Ils ont ainsi conservé le chapiteau mais aboli la piste circulaire pour la remplacer par la « boîte noire » scène ordinairement utilisée au théâtre, ont fait de la musique et des musiciens des participants actifs et créatifs du spectacle, et ont affranchi les animaux du travail forcé et de l’exil comme le revendique le spectacle de 1990 « No animo Mas anima », tournant décisif dans leur histoire et dans celle du cirque.
Pour cette dernière célébration de la vie et de la fantaisie, les saisons s’effeuillent, s’effleurent, et la lune, astre fécond, rythme la vie comme le sommeil. La « boîte noire » s’est faite allégorie de la Nuit, les ombres font de la pantomime pendant que les noctambules habiles se désarticulent, se basculent, se bousculent, s’ondulent, se découvrent de ridicule, en animaux fabuleux se fabulent, s’affolent et s’affublent d’étranges costumes aux coutures païennes. Le spectacle alterne les tableaux, intermèdes et sketches. Tout du long l’humour est en balance avec la délicatesse, on rit, on frissonne, on s’étonne, on s’émerveille ; tous participent, tout se mélange.
A l’automne, les gens rentrent de voyage, les feuilles mortes embrasent le décor de leurs couleurs chaudes, les bouteilles sont vides mais l’équilibre est maintenu ou pieds tenus, la nature se dénude et Mr Loyal aussi. Ça danse, ça fait des courses de rallye-humain à coups de balais et des compètes de virtuosité animale, haltérophile, et même de roulades, puis, la grâce à nouveau s’instaure, illustrée au cerceau, berceau fragile d’une créature aérienne.
En hiver la neige tombe et virevolte légère comme une plume, une âme s’emballe de ces flocons d’oiseaux dans un ballet saccadé, le ski engendre des gags exquis au grand dam d’une débutante toute en souplesse, une faunesse des bois se hisse et fait de la glisse sur un mât, le père Noël et le père Fouettard se mettent en pétard puis se font la belle, les enfants de la lune se réchauffent en musique, en chants et en rondes acrobatiques.

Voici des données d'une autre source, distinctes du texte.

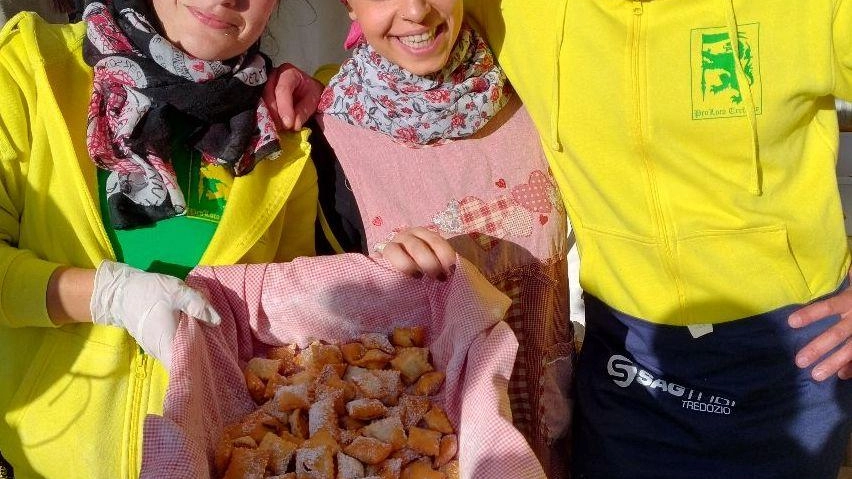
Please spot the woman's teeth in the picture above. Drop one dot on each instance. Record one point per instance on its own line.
(418, 41)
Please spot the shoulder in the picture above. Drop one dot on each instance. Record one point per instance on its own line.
(27, 39)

Puis les beaux jours reviennent, les arbres bourgeonnent, fleurissent, s’épanouissent, la lune progressivement se colore. Des monstres touffus s’unissent à l’harmonie, un bacchus et autres acolytes farfelus font éclore la scène tandis qu’une vénus toute de rouge vêtue parade en gesticulations hallucinantes et incongrues. Ça s’échauffe, se percute à tam-tam sur les bidons, se baffe à la volée, à se déplumer, une nymphe loufoque d’une intrépide agilité danse un rock’n’roll périlleux sur deux fils, l’orchestre valse sur un kiosque mobile comme un manège à mélodies d’autrefois et de toujours, et tout tourbillonne de volupté volontaire.
Hélas voici qu’une autre saison voit le jour, ployant, croulant sous une tempête de plastiques que deux équilibristes sur mer affrontent désemparés ; plastique évoqué déjà au tout début, avant que le spectacle ne commence, jonchant au milieu des feuilles mortes… L’ultime saison c’est aussi celle à craindre et celle à réparer, le dernier combat de l’homme contre sa bêtise… Heureusement les rêveurs faiseurs de miracles parent à cette pluie cynique et font tout tanguer une dernière fois dans une ritournelle d’ombrelles et de lumières chavirant nos âmes à l’unisson.
Une dernière saison comme la fin d’une ère qui s’ouvre sur une autre, sur d’autres aires, d’autres musiques, d’autres rêves… La poésie donne son envolée à la plume qui trace les pourtours délicats et abrupts des réalités narrées et des imaginaires joués.
J’ai l’impression d’avoir goûté un nuage de beauté. En vrai ce dernier c’était mon premier. Merci pour cet aller simple vers l’enfance infinie et kénavo.